Now I am upgrading my website user experience, so I'm trying modify my form from form action to ajax . Coding now work fine, server side can update the database, but I don't know how to return the custom message to my user.

My html coding.

<form method="post" id="jnfarm_pop">
    blablabla...
    <button type="submit" class="layui-btn layui-btn-fluid" name="submitbutn" onclick="login();">submit</button>
</form>

My php file plugin.php

<?php
  //coding.....
  $final = 'custom wording';
  return json_encode(['final' => $final]);
?>

My jQuery

<script>
function login() {
    jQuery.get('plugin.php?id=cc&do=dd', jQuery('#jnfarm_pop').serialize(), (result) => {
        alert($final); //it doesn't work
    }).fail(result => {
       alert('fail');
    });
    event.preventDefault();
}
</script>

Now the alert doesn't work, I am also try like

jQuery.get('plugin.php?id=cc&do=dd', jQuery('#jnfarm_pop').serialize(), (result) => {
    result = JSON.parse(result); alert(result.final); //not working also
}

and

jQuery.get('plugin.php?id=cc&do=dd', jQuery('#jnfarm_pop').serialize(), (result = JSON.parse(result)) => {
     alert(result.final); //this show alert unidentified
}

Can someone correct my coding?

Answer 1

Change

return json_encode(['final' => $final]);

to

echo json_encode(['final' => $final]); 

return is really only useful when you're inside a PHP function.
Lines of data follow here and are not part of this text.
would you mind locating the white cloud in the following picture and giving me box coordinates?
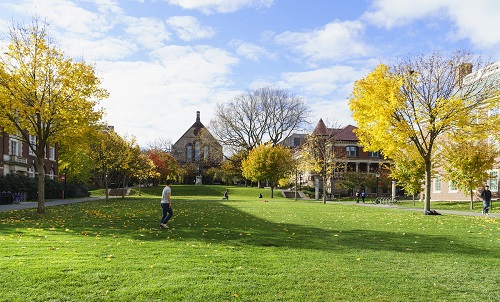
[61,35,138,61]
[166,0,273,14]
[364,0,500,50]
[275,20,370,64]
[229,40,273,61]
[363,0,445,28]
[282,66,369,97]
[150,45,238,86]
[446,1,500,49]
[96,45,239,145]
[5,0,117,36]
[124,17,171,49]
[166,16,215,41]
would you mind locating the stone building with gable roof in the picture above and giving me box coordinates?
[171,111,223,183]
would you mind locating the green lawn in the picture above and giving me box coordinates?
[1,185,499,301]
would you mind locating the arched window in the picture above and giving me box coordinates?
[186,144,193,162]
[195,142,201,161]
[204,146,209,160]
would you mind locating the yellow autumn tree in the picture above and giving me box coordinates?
[242,144,295,198]
[89,129,128,201]
[442,137,497,209]
[0,18,108,213]
[349,50,500,213]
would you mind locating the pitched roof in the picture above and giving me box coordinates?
[312,119,358,141]
[312,119,328,135]
[334,124,358,141]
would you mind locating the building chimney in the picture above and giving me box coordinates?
[196,111,200,123]
[455,63,473,88]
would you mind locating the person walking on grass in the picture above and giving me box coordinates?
[481,185,492,215]
[160,180,173,229]
[223,189,229,200]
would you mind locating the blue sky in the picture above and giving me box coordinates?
[1,0,500,148]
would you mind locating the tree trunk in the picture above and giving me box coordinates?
[37,160,46,213]
[322,175,327,204]
[424,159,432,212]
[121,175,126,199]
[469,189,474,210]
[104,173,109,202]
[271,186,274,198]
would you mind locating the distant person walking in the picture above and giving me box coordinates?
[481,185,492,215]
[160,180,173,229]
[223,189,229,200]
[361,190,366,203]
[355,190,360,203]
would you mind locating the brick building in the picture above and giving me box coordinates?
[0,127,58,179]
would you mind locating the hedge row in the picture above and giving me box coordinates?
[0,174,89,200]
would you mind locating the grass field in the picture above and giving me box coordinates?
[1,185,499,301]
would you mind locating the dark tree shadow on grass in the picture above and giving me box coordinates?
[0,197,496,259]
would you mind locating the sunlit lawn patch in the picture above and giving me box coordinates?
[1,185,499,301]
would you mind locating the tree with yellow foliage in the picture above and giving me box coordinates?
[442,137,497,209]
[349,50,500,212]
[0,18,108,213]
[242,144,295,198]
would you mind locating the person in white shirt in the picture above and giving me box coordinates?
[160,180,173,229]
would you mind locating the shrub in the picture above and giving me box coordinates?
[0,174,90,200]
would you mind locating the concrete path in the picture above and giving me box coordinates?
[1,197,498,218]
[0,196,114,212]
[340,201,499,218]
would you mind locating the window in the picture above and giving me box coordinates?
[369,151,380,158]
[346,146,358,157]
[433,175,441,192]
[48,146,55,160]
[293,137,301,147]
[486,170,498,192]
[29,135,36,155]
[28,166,35,178]
[204,146,209,160]
[195,142,201,161]
[448,180,458,193]
[186,144,193,162]
[9,139,22,156]
[489,107,499,117]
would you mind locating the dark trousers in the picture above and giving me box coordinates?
[483,200,491,214]
[161,203,173,224]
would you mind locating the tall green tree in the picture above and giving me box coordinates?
[242,144,295,198]
[349,50,500,212]
[0,18,108,213]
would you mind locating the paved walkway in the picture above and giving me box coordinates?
[339,201,499,218]
[0,196,113,212]
[0,197,498,218]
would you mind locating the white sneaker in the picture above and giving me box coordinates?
[160,223,168,229]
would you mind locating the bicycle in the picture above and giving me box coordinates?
[13,193,22,204]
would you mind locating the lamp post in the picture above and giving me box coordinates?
[375,170,380,197]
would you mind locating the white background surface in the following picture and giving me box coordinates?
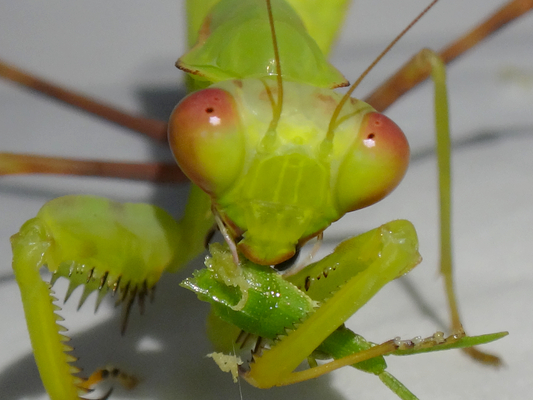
[0,1,532,399]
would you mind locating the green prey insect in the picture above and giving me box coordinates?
[2,0,526,398]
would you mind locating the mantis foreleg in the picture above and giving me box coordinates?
[11,195,207,399]
[183,220,506,398]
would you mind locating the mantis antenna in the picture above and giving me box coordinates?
[265,0,284,135]
[325,0,440,142]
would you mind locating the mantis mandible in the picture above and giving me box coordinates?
[1,0,532,400]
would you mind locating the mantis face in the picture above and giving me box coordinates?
[169,79,409,265]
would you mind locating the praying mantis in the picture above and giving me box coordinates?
[1,0,533,398]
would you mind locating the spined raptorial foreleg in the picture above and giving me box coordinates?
[11,194,212,399]
[182,220,506,399]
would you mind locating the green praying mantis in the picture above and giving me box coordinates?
[1,0,532,398]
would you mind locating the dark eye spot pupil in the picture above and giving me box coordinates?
[367,133,375,139]
[206,107,214,113]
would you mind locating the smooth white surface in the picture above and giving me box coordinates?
[0,1,532,399]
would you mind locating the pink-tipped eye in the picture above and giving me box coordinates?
[335,111,410,213]
[168,88,245,195]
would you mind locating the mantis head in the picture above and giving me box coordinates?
[168,80,409,265]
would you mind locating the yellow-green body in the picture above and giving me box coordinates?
[10,0,507,399]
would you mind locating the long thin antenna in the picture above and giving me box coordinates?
[266,0,283,133]
[325,0,440,141]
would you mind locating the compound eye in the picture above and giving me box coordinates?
[168,88,245,195]
[335,112,410,213]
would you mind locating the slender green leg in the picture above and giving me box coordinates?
[417,49,501,365]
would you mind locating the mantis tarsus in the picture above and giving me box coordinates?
[1,0,532,399]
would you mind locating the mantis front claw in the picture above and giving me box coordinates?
[11,195,185,399]
[182,219,507,398]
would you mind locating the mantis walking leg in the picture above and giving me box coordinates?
[411,49,500,364]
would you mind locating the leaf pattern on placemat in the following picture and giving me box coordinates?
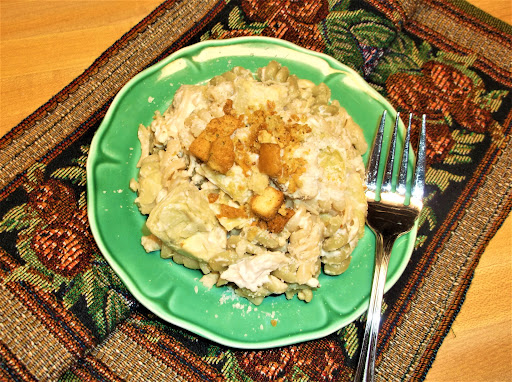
[322,7,396,76]
[1,0,511,380]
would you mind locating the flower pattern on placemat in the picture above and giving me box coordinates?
[0,146,138,340]
[26,171,93,278]
[386,59,505,162]
[241,0,329,51]
[204,1,329,51]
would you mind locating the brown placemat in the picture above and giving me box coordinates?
[1,0,511,380]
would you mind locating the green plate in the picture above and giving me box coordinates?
[87,37,416,349]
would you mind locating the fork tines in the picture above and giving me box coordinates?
[411,115,426,202]
[365,111,426,203]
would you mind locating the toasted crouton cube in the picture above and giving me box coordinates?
[189,112,242,164]
[208,136,235,174]
[189,134,211,161]
[250,186,284,220]
[258,143,282,177]
[267,208,295,233]
[208,193,219,203]
[208,115,242,137]
[217,204,247,219]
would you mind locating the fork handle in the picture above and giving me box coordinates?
[354,233,397,382]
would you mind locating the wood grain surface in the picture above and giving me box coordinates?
[1,1,511,380]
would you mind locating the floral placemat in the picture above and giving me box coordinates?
[1,0,511,380]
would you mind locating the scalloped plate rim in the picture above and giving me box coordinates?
[87,36,416,349]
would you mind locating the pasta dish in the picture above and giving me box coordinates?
[130,61,368,305]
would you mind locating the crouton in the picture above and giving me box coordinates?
[250,186,284,220]
[267,208,295,233]
[189,112,241,166]
[216,204,247,219]
[208,136,235,174]
[223,99,233,115]
[189,133,211,161]
[207,193,219,203]
[208,115,242,137]
[258,143,282,177]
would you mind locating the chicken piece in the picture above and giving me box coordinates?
[250,186,284,220]
[208,136,235,174]
[258,143,282,177]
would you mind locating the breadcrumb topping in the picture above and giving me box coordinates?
[189,101,313,231]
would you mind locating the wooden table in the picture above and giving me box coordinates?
[1,1,511,380]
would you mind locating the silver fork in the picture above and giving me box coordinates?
[354,111,427,382]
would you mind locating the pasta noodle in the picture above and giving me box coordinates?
[131,61,367,305]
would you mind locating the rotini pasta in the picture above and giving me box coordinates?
[131,61,368,305]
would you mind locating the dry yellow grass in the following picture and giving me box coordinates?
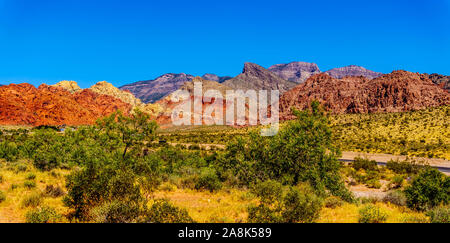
[0,160,69,222]
[153,188,258,223]
[318,202,428,223]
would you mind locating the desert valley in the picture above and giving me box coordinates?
[0,61,449,223]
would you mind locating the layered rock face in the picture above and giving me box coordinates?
[268,62,321,84]
[0,84,131,126]
[425,73,450,92]
[324,65,383,79]
[155,77,233,126]
[51,81,81,93]
[223,62,297,94]
[279,71,450,120]
[120,73,194,103]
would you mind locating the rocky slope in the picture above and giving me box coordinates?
[155,77,233,126]
[425,73,450,92]
[0,83,131,126]
[223,63,297,94]
[324,65,383,79]
[268,61,321,84]
[120,73,195,103]
[279,71,450,120]
[51,81,81,93]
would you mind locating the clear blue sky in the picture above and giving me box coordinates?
[0,0,449,88]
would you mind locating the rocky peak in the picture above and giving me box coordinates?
[325,65,383,79]
[120,73,195,103]
[51,80,81,93]
[268,61,321,84]
[223,62,297,94]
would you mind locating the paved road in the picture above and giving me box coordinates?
[338,159,450,174]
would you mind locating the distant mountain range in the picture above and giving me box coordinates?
[120,62,389,104]
[0,61,449,127]
[268,62,321,84]
[119,73,232,103]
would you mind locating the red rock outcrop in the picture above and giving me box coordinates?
[0,83,131,126]
[280,70,450,120]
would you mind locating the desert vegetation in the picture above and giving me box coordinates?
[0,103,449,223]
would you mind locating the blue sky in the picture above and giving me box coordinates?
[0,0,449,88]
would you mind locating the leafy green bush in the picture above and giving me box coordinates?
[25,173,36,180]
[26,206,62,223]
[248,183,322,223]
[404,169,450,211]
[0,141,19,162]
[23,180,36,189]
[388,175,406,189]
[281,187,322,223]
[399,214,429,223]
[251,180,283,205]
[358,205,388,223]
[386,158,428,175]
[427,206,450,223]
[0,174,4,184]
[324,196,344,209]
[194,168,222,192]
[92,200,142,223]
[352,157,378,171]
[145,199,194,223]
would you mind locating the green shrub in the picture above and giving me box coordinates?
[24,180,36,189]
[22,192,43,208]
[404,169,450,211]
[92,201,142,223]
[44,185,65,198]
[383,190,407,207]
[358,205,388,223]
[388,175,406,189]
[399,214,429,223]
[352,157,378,171]
[0,141,19,162]
[247,204,282,223]
[386,158,428,175]
[281,187,322,223]
[0,190,6,203]
[25,173,36,180]
[0,174,4,184]
[194,168,222,192]
[248,184,322,223]
[145,199,194,223]
[324,196,344,209]
[26,206,62,223]
[251,180,283,205]
[427,206,450,223]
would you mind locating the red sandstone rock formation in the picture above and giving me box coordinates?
[279,71,450,120]
[0,83,131,126]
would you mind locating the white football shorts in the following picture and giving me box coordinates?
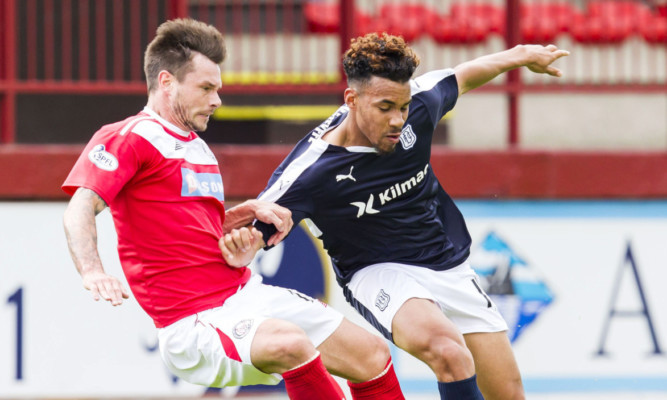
[344,262,508,341]
[157,273,344,388]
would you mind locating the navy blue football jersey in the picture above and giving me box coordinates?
[257,69,471,285]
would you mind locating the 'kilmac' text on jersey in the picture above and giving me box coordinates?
[350,164,429,218]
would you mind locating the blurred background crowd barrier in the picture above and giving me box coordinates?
[0,0,666,198]
[0,0,665,147]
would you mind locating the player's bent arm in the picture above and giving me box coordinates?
[63,187,129,306]
[223,199,260,230]
[224,199,293,246]
[454,44,570,95]
[254,207,309,250]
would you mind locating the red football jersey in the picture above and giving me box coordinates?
[63,108,251,327]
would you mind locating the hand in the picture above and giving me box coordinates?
[524,44,570,77]
[81,269,130,306]
[253,201,294,246]
[219,227,265,267]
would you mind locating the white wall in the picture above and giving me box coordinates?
[1,201,667,397]
[449,92,667,150]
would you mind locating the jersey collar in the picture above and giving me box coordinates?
[345,145,378,153]
[318,110,378,153]
[142,107,191,137]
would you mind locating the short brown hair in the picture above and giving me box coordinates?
[342,33,420,86]
[144,18,226,93]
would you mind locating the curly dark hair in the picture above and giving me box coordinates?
[144,18,226,93]
[342,33,420,86]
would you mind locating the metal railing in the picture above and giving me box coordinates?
[0,0,665,145]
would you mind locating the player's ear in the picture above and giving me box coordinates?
[157,70,175,92]
[344,88,357,109]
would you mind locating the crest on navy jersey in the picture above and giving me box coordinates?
[399,124,416,150]
[469,231,554,343]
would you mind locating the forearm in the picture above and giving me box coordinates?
[454,44,569,95]
[63,188,107,276]
[454,45,528,95]
[225,199,293,246]
[223,199,259,232]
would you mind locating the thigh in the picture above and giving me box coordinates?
[392,298,477,382]
[464,332,525,400]
[392,297,466,355]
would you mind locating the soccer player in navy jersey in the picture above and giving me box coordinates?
[257,33,569,399]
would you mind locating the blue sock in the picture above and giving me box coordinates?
[437,375,484,399]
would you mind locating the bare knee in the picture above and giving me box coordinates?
[482,376,525,400]
[266,331,313,366]
[251,320,315,374]
[318,319,391,382]
[346,332,391,378]
[364,333,392,375]
[506,381,526,400]
[336,333,390,382]
[411,338,475,382]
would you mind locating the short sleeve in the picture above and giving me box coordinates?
[62,128,143,205]
[410,68,459,127]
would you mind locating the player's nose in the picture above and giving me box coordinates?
[210,91,222,109]
[389,110,405,130]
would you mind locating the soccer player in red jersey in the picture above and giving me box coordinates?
[62,19,403,400]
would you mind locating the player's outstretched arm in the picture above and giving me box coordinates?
[219,226,265,268]
[224,199,293,246]
[63,187,130,306]
[454,44,570,95]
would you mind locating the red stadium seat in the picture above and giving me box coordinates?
[640,14,667,44]
[658,4,667,18]
[570,1,653,43]
[355,11,390,37]
[587,0,652,20]
[304,2,340,34]
[520,2,578,43]
[430,2,503,44]
[304,2,388,37]
[587,0,653,31]
[450,2,505,35]
[570,15,634,43]
[378,3,436,42]
[521,18,560,44]
[429,14,491,44]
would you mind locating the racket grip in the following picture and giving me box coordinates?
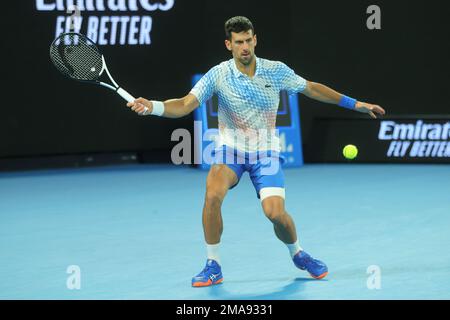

If you want to output something back to the caller of the script then you need to use echo , as always.

Answer 2

To make your example work do the following:

change your PHP code from

<?php
  //coding.....
  $final = 'custom wording';
  return json_encode(['final' => $final]);
?>

to:

<?php
  //coding.....
  $final = 'custom wording';
  echo json_encode(['final' => $final]);
?>

and your jQuery code from this:

<script>
function login() {
    jQuery.get('plugin.php?id=cc&do=dd', jQuery('#jnfarm_pop').serialize(), (result) => {
        alert($final); //it doesn't work
    }).fail(result => {
       alert('fail');
    });
    event.preventDefault();
}
</script>

to this:

<script>
function login() {
    jQuery.get('plugin.php?id=cc&do=dd', jQuery('#jnfarm_pop').serialize(), (result) => {
        alert(result);
    }).fail(result => {
       alert('fail');
    });
    event.preventDefault();
}
</script>

PHP can return something to an ajax call by either printing or echoing. And ajax can't use variables you defined in PHP. The echo'ed value in your PHP script will be the result value in your ajax call.